Complications (and complexity)
It's fairly obvious that Parliament is pretty complicated. Even at this stage in the exploration the domain model is the largest and most interwingled I've ever worked on, but there are also chunks of activity in Parliament that are deliberately designed to be complex in the adaptive and evolutionary Cynefin sense.
If you draw any process map sooner or later you're guaranteed to find a bit that disappears off-stage into the usual channels. Parliamentary processes fade out and party politics and whips take over. For obvious reasons all of this is off our map.

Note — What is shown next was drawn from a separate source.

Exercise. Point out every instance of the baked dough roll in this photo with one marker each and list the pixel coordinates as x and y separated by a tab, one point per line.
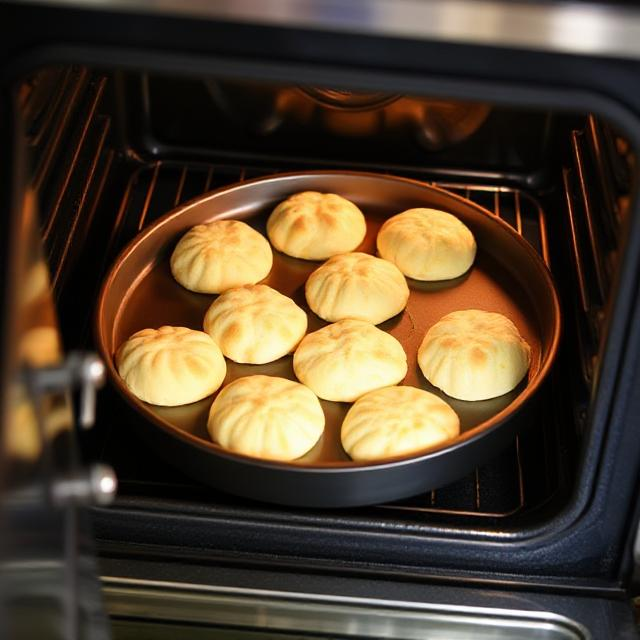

There is also complexity in the precedent rather than rule-set based nature of Parliamentary procedure. We think it's possible to document what's happened in the past (including events in the past that scheduled an event in the future) but given a certain state of a thing it's not usually possible to predict what will happen next. Large chunks of Parliament are not deterministic and don't really lend themselves to computers. I guess if the procedural index to Votes and Proceedings were properly digitised it might be possible to apply statistics based machine learning but probably not in this working lifetime.
The foreseeable future
So for the foreseeable future it looks like we'll be moving from a data.parliament "model" to something shaped roughly like this. Which is the most complicated model I've ever worked on (this thing is not iPlayer). We need to remain naive enough to ask the questions we need to ask while not accidentally concreting naivety into data models. We need to design the model to be stable enough to build on top of but flexible enough to cope with changes in Parliament in rapidly changing times. We need to be agile enough to allow for services to be built around us as we work. We need to balance the user needs of external website users with the reporting needs of the business and the capability of the business (and IDMS) to populate that model. In addition to developing new tools for IDMS, we need to design the information architecture of the website and the business apps while attempting to agree on common models with other Parliaments. We need to tread a tightrope between all the things that are complicated without accidentally trying to model the things that are complex. We need to work with the business to see what processes they want to change and are capable of changing while identifying all the things we can't do because they're impossible because constitution because democracy.